- Established: 2 March 2006
- Location: Lower Secretariat. Gangtok - 737101, Sikkim, India
- Motto: सूचना जनाधिकार:॥ (Soochna Janadhikaraha) Information is the right of the people. (Sanskrit)
- Authorised by: Right to Information Act, 2005
- Judge term length: 3 years from the date of entering office or up to 65 years of age (whichever is earlier)
- Website: sicsikkim.nic.in

State Chief Information Commissioner
- Currently: Kuber Bhandari

= Sikkim State Information Commission =

Statutory body in Sikkim, India

Sikkim Information Commission is an autonomous and statutory body constituted by the state government of Sikkim through a notification in official Gazette.

== History and objective ==

Sikkim State Information Commission has to be constituted as per The Right to Information Act, 2005 by the State Governments in India through a notification in official Gazette.

Sikkim State Information Commission is formed to take up the following:

- Appeals on the information shared by various government entities under the Right To Information Act.
- Complaints on refusal to give information or in relation to inability to file Right To Information Act.
- Commission should get annual report from various departments working in the state about complaints received under Right to Information Act, 2005 and their responses on the same.

Sikkim Information Commission occasionally conducts awareness programmes on implementation of the Right to Information (RTI) Act' 2005 effectively by general public.

MB Gurung is the current Chief Information commissioner of Sikkim Information Commission.

== Tenure and service ==

Any vacancy in the State Information Commission has to be filled within six months from the date of vacancy.

Sikkim Chief Information Commissioner (CIC), Information Commissioner (IC) and State Information Commissioner's salaries, allowances and other service terms and conditions are equivalent to a Judge of the Supreme Court.

== Powers and functions ==

The commission under powers granted to it can secure from the public authorities compliance of any of its decisions.

Commission is duty bound to receive and conduct enquiry into any complaint received from any person.

The commission has civil judicial authority for issuing summons requiring examination of any witnesses or related documents or any other prescribed matters relating to complaint.

Any provision under which summons were issued and as per which attendance is required of persons and requires them to give written or oral evidence under an oath and producing documents or other details relevant to it.

Provision requiring evidence on stamped affidavit.

Powers relating to request from any court or office of any public record.

Commission under the powers can recommend steps which can be taken for confirming to the provisions of the act if any public authority fails to do so.

== Challenges ==

Sikkim State Information Commission are overburdened with backlog cases, similar to Central Vigilance Commission.

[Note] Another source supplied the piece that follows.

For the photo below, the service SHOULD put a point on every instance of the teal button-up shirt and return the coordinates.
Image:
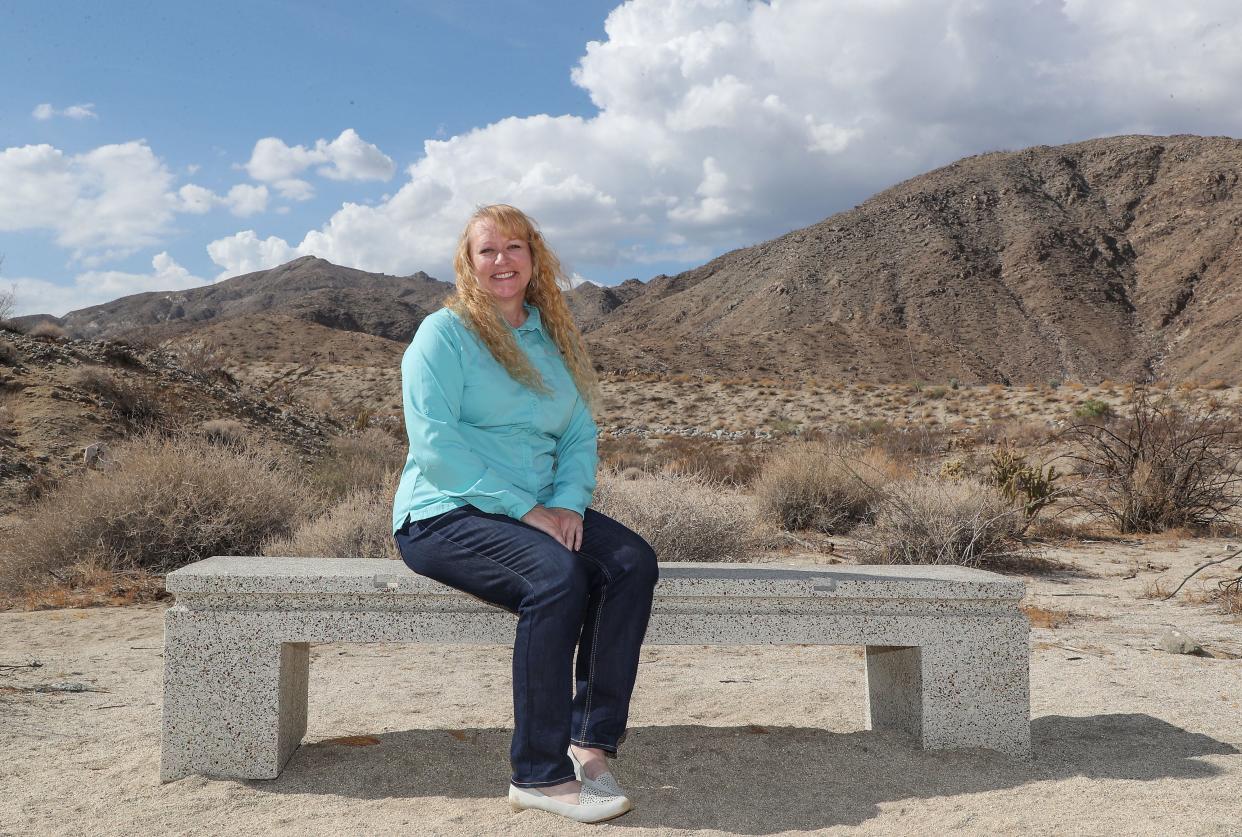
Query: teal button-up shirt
(480, 437)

A shortage of available staff has produced a backlog of cases filed. Uttar Pradesh has the largest backlog as of October 2014. States like Mizoram, Sikkim and Tripura didn't have pending complaints. State Information Commission as per the provision has limited to provide information and cannot take any action.

In spite of above limitation, Assam State Information Commissions is critical in preserving public accountability in government and supports in greater way in checking corruption, combating oppression, preventing nepotism and misuse of the public authority.

A survey conducted by Commonwealth Human Rights Initiative, showed that most State Information Commission in India were inactive during Covid pandemic.